The Guidelines + the 3-Part Exam
The real gate is a notoriously difficult open-book exam — and the dense manual you have to study for it.
- →Study the PDF: If selected, you're sent a massive guidelines document (sometimes 150+ pages) and given roughly a week to study it before the exam.
- →Three parts: For major roles like Rater, the open-book exam covers theoretical knowledge, practical web-page rating, and practical search-result rating — each with written justifications.
- →Justify everything: Like every platform here, vague ratings fail. Cite the specific guideline and explain exactly why a result earns its score.
Corporate Onboarding
Pass the exam and you go through standard employment onboarding — closer to a payroll job than a gig.
- →ID verification, tax forms, and (depending on the role) a traditional background check.
- →In some US states you're hired as a W-2 part-time employee; in others, a 1099 contractor. Pay arrives on a reliable bi-weekly or monthly payroll cycle.
- →You'll often work inside an off-platform rating portal hosted directly by the tech client, not a TELUS dashboard.
Reality Check — Reliable Paychecks, Chronic NTA, Lower Pay
TELUS is legit and pays exactly on schedule. The catch is getting tasks and the rate.

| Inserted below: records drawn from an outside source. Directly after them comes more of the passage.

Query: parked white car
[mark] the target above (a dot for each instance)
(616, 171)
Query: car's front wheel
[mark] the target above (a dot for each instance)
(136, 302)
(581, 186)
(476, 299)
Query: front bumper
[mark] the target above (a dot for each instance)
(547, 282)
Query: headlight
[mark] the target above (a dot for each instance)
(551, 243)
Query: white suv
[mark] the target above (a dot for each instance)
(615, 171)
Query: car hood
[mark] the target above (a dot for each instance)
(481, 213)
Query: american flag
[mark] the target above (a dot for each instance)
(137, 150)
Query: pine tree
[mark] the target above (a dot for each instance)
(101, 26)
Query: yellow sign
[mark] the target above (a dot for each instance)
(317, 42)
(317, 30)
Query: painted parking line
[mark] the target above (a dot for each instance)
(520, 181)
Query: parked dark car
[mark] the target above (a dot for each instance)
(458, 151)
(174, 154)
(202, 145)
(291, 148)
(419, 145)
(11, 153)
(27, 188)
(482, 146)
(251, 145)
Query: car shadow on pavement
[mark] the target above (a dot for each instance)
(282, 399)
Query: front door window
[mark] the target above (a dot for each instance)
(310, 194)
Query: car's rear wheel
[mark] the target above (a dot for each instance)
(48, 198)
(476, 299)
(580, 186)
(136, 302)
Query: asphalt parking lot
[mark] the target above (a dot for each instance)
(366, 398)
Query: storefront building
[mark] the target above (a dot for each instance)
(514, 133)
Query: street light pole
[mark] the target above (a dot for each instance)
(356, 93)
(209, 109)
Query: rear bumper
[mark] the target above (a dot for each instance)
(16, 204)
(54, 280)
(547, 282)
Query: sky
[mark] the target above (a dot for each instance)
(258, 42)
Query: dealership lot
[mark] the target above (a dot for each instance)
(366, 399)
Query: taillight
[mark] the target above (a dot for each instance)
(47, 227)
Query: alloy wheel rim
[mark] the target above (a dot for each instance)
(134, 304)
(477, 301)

- →NTA (No Tasks Available) is chronic: TELUS staffs large permanent pools per client contract, so when a client pauses work, thousands of workers log into empty portals for weeks. Keep refreshing throughout the day.
- →Lower, fixed rates: Core Search Rater roles sit around $12–$15/hr while newer platforms pushed past $20/hr — and the rate is rigidly set by role and location, with no negotiating.
- →"Under Review" suspensions: Fall below their strict QA bar, fail blind test-questions, or submit too fast, and your account is locked for a weeks-long review during which you can't earn.
The Verdict
Apply the way you'd apply to a real corporate job — because that's what this is. Budget a week to study the guidelines, treat the 3-part exam like the hardest open-book test you've taken, and go in expecting structure and a paycheck that always arrives on time — but lower pay and chronic stretches of no work. Worth it if you value W-2 status and predictability over flexibility and rate.